Origins of the PEND Investment Method
PEND is derived from information in a 1988 article from Forbes Magazine, written by Laura R. Walbert.
Walbert reported a stock-screening method used by New York investment firm Garrison, Keogh & Co. PEND is virtually identical to Garrison's method. In addition to the analysis we call PEND, Garrison used complex, time-consuming fundamental analysis methods to enhance his stock selections. It's likely most investors will find it more fruitful to use PEND in combination with risk-reducing TREND rather than complex fundamental analysis.

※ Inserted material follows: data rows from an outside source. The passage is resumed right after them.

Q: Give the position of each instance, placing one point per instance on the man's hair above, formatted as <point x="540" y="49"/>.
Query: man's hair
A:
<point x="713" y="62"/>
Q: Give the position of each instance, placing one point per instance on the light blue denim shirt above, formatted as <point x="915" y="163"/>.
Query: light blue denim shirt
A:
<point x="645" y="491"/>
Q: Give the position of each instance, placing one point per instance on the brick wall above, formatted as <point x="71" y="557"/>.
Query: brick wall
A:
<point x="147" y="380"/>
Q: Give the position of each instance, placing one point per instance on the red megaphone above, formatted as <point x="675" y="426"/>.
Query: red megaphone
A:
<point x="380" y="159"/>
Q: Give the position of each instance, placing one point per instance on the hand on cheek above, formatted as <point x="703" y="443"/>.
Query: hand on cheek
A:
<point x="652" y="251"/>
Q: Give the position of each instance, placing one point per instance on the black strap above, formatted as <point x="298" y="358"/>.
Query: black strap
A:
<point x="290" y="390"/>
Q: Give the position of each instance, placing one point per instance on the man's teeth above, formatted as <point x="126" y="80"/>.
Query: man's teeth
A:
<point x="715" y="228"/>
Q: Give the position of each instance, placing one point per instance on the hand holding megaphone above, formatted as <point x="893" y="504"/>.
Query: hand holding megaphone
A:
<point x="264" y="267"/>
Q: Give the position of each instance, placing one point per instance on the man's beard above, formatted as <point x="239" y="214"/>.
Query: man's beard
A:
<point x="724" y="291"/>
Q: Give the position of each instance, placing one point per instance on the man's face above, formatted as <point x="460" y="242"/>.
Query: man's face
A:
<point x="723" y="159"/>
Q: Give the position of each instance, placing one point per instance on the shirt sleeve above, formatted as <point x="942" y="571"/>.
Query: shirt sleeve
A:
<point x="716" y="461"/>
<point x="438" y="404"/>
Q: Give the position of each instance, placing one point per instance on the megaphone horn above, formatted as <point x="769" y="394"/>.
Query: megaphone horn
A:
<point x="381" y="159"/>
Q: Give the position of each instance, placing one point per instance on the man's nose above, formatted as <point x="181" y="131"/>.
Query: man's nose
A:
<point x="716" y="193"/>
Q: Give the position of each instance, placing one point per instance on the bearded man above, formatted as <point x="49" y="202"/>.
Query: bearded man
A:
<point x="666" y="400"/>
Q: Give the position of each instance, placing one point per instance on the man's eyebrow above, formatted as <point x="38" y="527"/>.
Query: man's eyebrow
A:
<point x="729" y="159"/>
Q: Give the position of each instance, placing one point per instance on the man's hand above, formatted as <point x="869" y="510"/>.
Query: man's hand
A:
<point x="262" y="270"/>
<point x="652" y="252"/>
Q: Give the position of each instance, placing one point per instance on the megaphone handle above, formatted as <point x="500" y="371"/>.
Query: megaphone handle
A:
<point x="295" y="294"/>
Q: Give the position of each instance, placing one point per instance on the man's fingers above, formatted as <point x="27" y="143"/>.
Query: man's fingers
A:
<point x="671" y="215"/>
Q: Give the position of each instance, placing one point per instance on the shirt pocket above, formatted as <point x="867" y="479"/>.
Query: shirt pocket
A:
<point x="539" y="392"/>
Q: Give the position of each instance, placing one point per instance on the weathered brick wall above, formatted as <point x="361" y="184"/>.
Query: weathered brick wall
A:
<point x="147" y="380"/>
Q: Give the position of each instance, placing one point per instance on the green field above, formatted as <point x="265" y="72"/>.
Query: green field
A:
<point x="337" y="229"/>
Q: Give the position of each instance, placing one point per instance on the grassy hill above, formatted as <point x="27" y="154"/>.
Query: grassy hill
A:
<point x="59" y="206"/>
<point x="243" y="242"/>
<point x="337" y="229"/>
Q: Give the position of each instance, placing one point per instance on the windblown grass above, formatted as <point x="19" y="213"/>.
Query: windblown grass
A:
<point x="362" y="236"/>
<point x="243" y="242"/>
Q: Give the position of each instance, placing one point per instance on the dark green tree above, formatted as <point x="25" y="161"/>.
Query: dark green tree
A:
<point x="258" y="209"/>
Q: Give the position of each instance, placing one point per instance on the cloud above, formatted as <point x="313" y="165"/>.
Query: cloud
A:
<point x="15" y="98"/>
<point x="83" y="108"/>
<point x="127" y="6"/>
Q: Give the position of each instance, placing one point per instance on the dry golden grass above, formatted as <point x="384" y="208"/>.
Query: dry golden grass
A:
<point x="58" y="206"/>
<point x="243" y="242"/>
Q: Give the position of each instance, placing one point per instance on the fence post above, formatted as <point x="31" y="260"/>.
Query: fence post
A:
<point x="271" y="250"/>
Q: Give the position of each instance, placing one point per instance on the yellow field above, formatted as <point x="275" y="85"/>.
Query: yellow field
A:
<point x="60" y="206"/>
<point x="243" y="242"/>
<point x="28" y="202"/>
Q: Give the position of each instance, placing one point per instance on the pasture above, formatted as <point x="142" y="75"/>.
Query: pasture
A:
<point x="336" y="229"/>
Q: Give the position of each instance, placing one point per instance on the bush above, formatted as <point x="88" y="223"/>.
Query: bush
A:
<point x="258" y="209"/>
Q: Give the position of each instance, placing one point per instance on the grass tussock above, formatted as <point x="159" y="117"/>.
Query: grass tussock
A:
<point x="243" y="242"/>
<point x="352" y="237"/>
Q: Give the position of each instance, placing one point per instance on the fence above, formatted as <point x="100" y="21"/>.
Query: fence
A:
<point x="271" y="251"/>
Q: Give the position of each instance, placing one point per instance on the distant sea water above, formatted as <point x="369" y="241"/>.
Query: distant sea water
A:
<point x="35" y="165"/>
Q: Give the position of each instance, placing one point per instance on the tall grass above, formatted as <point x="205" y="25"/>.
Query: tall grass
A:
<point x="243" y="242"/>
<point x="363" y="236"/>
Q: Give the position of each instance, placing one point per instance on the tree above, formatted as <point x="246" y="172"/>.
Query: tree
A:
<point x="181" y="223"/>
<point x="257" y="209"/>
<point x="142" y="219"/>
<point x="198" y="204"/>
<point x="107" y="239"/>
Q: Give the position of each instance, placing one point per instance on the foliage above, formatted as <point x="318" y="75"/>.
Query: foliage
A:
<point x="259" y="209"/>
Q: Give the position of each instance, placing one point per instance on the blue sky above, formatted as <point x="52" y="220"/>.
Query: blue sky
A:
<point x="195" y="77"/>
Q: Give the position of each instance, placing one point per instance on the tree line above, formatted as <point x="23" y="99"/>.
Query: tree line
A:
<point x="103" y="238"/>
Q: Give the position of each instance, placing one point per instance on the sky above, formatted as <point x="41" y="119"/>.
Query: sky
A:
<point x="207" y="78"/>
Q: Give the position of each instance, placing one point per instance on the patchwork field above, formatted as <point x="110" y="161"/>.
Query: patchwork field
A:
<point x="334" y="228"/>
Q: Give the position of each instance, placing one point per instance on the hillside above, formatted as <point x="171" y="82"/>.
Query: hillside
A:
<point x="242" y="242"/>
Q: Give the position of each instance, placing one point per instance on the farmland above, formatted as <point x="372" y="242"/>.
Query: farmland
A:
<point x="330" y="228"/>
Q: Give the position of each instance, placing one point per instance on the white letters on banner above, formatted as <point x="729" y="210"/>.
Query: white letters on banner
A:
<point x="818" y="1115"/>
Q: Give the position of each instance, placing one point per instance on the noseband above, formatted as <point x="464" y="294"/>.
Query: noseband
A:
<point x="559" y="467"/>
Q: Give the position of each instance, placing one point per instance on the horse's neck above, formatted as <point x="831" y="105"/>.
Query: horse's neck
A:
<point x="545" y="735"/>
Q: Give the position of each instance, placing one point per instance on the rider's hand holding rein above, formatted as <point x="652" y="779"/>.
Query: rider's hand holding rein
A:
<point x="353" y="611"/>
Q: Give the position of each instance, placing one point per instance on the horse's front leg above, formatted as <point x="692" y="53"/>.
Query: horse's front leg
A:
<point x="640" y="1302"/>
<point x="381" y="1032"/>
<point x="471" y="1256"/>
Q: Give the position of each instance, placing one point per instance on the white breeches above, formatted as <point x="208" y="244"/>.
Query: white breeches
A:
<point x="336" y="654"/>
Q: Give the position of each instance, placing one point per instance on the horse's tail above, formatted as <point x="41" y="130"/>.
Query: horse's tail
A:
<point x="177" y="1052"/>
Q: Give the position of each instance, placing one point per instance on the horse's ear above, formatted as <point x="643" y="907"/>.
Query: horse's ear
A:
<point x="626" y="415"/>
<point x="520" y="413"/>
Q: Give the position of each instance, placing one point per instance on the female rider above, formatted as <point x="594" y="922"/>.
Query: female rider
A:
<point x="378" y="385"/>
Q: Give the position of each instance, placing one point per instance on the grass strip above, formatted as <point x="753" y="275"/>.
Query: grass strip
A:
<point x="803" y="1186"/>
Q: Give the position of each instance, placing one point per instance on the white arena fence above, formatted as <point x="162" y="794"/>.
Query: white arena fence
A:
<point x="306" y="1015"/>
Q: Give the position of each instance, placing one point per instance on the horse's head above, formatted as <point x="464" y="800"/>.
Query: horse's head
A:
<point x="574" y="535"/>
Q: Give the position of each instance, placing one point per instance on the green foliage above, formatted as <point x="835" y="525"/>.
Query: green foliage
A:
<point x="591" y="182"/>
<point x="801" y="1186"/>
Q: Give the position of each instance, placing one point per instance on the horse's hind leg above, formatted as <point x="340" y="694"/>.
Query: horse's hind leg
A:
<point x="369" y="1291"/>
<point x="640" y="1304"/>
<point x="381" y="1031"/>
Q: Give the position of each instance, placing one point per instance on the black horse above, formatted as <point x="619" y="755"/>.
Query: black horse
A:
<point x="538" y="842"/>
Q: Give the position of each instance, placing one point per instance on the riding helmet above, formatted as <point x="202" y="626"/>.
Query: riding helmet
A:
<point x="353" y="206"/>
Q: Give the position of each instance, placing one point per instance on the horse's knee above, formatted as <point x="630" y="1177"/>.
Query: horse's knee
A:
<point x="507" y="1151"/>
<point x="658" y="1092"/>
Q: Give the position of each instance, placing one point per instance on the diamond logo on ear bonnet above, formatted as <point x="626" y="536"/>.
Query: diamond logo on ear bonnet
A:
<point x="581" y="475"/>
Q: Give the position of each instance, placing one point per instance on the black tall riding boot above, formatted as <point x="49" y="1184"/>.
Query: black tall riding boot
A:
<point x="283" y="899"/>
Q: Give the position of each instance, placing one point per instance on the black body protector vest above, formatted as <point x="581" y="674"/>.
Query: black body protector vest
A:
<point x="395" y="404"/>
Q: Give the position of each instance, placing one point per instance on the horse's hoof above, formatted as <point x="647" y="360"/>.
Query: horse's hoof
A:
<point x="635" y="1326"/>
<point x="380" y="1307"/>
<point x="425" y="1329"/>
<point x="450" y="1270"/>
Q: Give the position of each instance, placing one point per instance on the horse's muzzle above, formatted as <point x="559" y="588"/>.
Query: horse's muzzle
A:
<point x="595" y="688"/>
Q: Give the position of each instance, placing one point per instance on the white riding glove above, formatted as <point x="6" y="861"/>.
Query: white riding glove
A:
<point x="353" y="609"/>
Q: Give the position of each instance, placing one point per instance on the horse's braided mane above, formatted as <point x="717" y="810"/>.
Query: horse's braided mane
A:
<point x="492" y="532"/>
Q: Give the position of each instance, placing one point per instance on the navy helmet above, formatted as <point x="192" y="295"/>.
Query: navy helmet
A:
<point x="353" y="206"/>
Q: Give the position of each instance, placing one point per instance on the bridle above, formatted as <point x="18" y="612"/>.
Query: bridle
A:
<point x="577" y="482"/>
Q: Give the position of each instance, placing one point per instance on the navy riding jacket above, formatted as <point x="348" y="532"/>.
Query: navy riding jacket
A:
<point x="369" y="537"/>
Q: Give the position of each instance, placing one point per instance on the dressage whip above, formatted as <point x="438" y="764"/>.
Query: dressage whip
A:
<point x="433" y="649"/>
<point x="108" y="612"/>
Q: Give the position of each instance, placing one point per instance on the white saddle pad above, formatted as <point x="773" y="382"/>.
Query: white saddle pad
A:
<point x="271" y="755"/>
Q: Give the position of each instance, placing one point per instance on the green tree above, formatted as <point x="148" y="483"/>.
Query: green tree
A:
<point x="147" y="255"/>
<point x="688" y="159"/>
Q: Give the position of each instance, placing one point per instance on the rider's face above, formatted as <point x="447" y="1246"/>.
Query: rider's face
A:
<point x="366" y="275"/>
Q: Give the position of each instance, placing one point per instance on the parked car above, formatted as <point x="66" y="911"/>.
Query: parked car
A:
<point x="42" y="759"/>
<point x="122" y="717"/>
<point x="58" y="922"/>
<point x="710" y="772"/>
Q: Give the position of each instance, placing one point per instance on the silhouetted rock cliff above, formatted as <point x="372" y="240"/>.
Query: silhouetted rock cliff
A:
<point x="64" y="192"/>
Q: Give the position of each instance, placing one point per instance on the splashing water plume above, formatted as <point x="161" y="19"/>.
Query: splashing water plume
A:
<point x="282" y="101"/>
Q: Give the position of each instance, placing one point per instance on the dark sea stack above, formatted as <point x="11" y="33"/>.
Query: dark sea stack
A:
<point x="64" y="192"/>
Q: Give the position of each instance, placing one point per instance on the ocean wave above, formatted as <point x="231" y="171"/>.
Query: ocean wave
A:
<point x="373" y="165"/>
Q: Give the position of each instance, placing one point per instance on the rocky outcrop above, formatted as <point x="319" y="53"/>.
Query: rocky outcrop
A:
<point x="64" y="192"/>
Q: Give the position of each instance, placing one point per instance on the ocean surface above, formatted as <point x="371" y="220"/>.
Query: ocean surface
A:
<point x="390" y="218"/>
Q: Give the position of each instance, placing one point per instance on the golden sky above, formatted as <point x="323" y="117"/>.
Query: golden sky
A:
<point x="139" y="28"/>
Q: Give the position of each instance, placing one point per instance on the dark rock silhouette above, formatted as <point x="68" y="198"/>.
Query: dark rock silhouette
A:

Garrison, Keogh & Co. used a simple formula involving four pieces of data. These were price, earnings per share, dividends and book value. Garrison got his data from Shearson's Finstat database.
The formula reported in Forbes was:
- 1. Find the earnings yield. This is earnings-per-share divided by the share price. Earnings yield is the reciprocal of the familiar price/earnings ratio.
- 2. Find the reinvestment rate. This is the amount of earnings not paid out in dividends divided by book value. The Value Line Investment Survey reports this ratio as "Percent retained to common equity".
- 3. Find the dividend yield - the annual payout divided by the stock price.
- 4. Add the results from items 1, 2 and 3.
Garrison used the method to screen all available stocks. Stocks that made it through the screen would then be researched more thoroughly using traditional fundamental analysis methods. Garrison commented, "The hard work begins after you have done the screen".